There are at least a few advantages appending to such a concept.

For one, using Coal Ash reclaimed from a landfill as an aggregate in or additive to PCC would productively and profitably remediate an accumulation of materials that could someday, depending upon how the wind, so to speak, in the legals sense, blows, become a liability, either for the owner of the landfill property or for the originator of the Coal Ash. 

Another, more positive advantage is, that, while creating at least a few more Coal Country jobs, such productive reclamation and consumption of Coal Ash would reduce the amount of mining, quarrying and dredging that might otherwise have to be done on relatively virgin lands and in waterways to obtain the sand and gravel that the reclaimed Coal Ash would be replacing in the PCC mixes.

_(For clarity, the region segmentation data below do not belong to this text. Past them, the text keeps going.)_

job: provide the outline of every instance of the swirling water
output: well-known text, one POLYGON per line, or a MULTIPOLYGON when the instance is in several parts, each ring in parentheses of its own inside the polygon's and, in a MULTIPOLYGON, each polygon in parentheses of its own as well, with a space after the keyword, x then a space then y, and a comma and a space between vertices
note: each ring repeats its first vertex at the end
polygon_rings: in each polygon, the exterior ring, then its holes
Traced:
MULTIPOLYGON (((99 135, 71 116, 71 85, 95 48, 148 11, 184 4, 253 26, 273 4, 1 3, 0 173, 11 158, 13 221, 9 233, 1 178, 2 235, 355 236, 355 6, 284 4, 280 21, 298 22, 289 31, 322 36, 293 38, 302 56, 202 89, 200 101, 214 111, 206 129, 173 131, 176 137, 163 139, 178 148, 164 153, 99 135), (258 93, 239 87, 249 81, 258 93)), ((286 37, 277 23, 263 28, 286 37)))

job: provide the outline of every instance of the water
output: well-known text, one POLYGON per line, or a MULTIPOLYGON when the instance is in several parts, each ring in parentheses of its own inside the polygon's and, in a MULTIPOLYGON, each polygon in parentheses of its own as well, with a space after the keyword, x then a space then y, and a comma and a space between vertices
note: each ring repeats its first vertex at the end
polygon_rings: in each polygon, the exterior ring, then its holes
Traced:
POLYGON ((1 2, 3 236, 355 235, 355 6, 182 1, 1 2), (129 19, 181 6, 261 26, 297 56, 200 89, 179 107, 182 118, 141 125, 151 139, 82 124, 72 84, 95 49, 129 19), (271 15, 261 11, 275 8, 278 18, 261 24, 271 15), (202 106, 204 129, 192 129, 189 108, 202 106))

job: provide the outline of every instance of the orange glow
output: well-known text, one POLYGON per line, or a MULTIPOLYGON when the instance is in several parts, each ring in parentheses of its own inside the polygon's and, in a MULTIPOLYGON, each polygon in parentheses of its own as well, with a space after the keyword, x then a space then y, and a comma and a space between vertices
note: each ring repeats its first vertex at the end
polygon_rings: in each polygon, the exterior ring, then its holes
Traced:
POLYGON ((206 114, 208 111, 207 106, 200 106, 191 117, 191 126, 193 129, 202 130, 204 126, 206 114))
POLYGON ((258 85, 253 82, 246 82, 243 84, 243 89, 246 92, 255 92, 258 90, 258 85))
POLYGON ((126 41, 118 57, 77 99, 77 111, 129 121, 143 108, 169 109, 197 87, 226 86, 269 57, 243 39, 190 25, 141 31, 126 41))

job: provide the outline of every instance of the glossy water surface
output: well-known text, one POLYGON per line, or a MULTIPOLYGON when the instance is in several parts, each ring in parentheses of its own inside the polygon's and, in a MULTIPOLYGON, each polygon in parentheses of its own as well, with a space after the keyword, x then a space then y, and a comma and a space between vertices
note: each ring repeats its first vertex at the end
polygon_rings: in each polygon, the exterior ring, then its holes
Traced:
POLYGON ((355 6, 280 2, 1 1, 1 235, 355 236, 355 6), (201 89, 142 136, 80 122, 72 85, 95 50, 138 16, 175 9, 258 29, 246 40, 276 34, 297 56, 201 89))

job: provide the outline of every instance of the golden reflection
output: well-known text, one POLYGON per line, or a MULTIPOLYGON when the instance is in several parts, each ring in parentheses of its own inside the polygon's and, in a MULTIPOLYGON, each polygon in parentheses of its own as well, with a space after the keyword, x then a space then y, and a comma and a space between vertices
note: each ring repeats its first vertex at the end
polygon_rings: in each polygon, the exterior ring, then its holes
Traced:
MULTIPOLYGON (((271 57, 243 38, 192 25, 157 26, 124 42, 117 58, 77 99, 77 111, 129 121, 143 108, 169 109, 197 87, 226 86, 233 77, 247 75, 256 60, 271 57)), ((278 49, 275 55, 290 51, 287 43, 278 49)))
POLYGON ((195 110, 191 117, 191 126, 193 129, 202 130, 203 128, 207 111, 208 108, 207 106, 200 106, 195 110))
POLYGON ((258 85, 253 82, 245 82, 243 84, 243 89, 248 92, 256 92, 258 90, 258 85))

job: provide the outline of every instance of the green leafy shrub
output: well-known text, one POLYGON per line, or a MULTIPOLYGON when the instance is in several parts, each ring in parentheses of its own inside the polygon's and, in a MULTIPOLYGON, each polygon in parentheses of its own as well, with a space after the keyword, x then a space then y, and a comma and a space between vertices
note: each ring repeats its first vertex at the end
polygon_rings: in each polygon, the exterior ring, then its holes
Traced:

Aside from those perhaps indirect benefits, keep in mind, again, that PCC made with Coal Ash, as explained for another example in our report of:

Coal Ash in Concrete Saves $100 Billion | Research & Development | News; concerning: "'The Economic Impacts of Prohibiting Coal Fly Ash Use in Transportation Infrastructure Construction'; 2011; American Road & Transportation Builders Association Transportation Development Foundation. Executive Summary: Fly Ash: A High-Return “Green” Building Material; Fly ash concrete has a number of very significant, well-documented benefits that make it a mixture of choice for many state and local transportation departments and transportation engineers. It is more durable, yet less expensive than other traditional portland cement blends. Fly ash concrete has also been praised for its environmental benefits as a “green” building material—putting to use an energy production byproduct that reduces the demand for carbon-intensive portland cement and requires less water in the hydration process. ... Concrete is a major transportation construction material in the United States. Twenty-five percent of the Interstate Highway System is paved in concrete. And it has been used to build 65 percent of the nation’s bridges (and, more) than 75 percent of that concrete ... utilizes fly ash as a partial cement replacement blend";

offers so many advantages, in terms of increased strength and enhanced corrosion resistance, relative to conventional PCC, that, if it were universally employed in the building of our United States transportation infrastructure, it could save us many tens of billions of dollars in terms at least of avoided repair costs.

Coal Ash can be seen and treated as a valuable mineral resource; and, the technology of our subject, "United States Patent 7,670,424 - Methods for Reclaiming and Beneficiating Fly Ash Particles and Systems Thereof", would make more of it accessible for profitable use.